Now some of you who have read anything I have written, be it here or on Facebook, twitter, Youtube description and/or comments, will probably have noticed, if you read the way I do anyway, my relationship with the comma. Yes, that little tadpoley character, a full stop with a tail, a dot that dangles, sometimes depicted as simply a line. I, as a writer, and I don't know if this is common, I haven't really noticed it elsewhere, hereby admit to abuse of the comma.
Ok, I'll admit, I may be overdoing it a little in my examples above, only three sentences but a rather grand total of fourteen commas between them, even if I do say so myself. I astound even myself in my addiction to the comma, I can never quite seem to finish a sentence without at least one of our little friends being called upon. I don't know why, I really don't. I think I use it in place of brackets more often than not, though in some of my previous posts here I have noticed an unconscious rise in the number of bracketed phrases. Brackets intrude, they stop the rhythm where commas can maintain the tempo with only a minor beat skipped.

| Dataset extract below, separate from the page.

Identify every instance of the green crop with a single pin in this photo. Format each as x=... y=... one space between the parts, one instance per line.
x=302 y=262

I probably abuse the comma. Our current count is twenty two but I think now I'm too conscious of it, so I'm either cutting back or going over, I can't fully tell. I have to say, without commas, my writing would, in my opinion, be a lot more dull. Recently I've tried to mix it up, throw a semi-colon, the comma's haloed cousin, in there every now and again, though I have a suspicion that I use it wrongly far too often. Why was I never taught this? Dammit Irish education system, what do you have against the semi-colon? Are you punctuation-ist? Or are you, like me, inadvertently bent on using the comma as much as possible, abusing it repeatedly, safe in the knowledge that it will come crawling back for the next time you have need of it?

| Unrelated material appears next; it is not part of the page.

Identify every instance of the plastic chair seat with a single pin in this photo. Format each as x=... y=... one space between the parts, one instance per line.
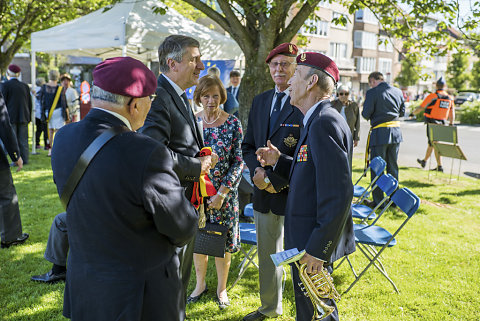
x=358 y=190
x=374 y=235
x=362 y=211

Little comma, how did we get like this? Our affairs used to mean so much, back in the days where I could barely string cohesive sentences together, never mind compound ones without the use of actual conjunctions. I think it was my father who taught me that, when you need to, you can use a set of commas to put a little note in the middle of a sentence when the sentence could maybe do without. Is he to blame for this relationship that we share? No, I think not. He could not possibly have foreseen the lengths to which I would so in my sentence elongating exploits, no one could have foreseen this monster we would, together, create. This is not a promise of changing my ways, oh no. I honestly think I'm too foregone to go back to the days when a sentence could last for less than twenty words, on average, and contain no commas. No, this is a cautionary tale to all who use the comma as loosely as I, all the writers who feel the need to fit as much between full stops as humanly possibly. Be kind to your comma. Appreciate it, love it because you know that you need it, no matter how much you may protest.
I'm sorry if this was boring to read, I'm in a weird mood, this was another of those aimless posts because I feel the need to put more writing on this bloggy thing. I thought it was funny. Final comma count: 55.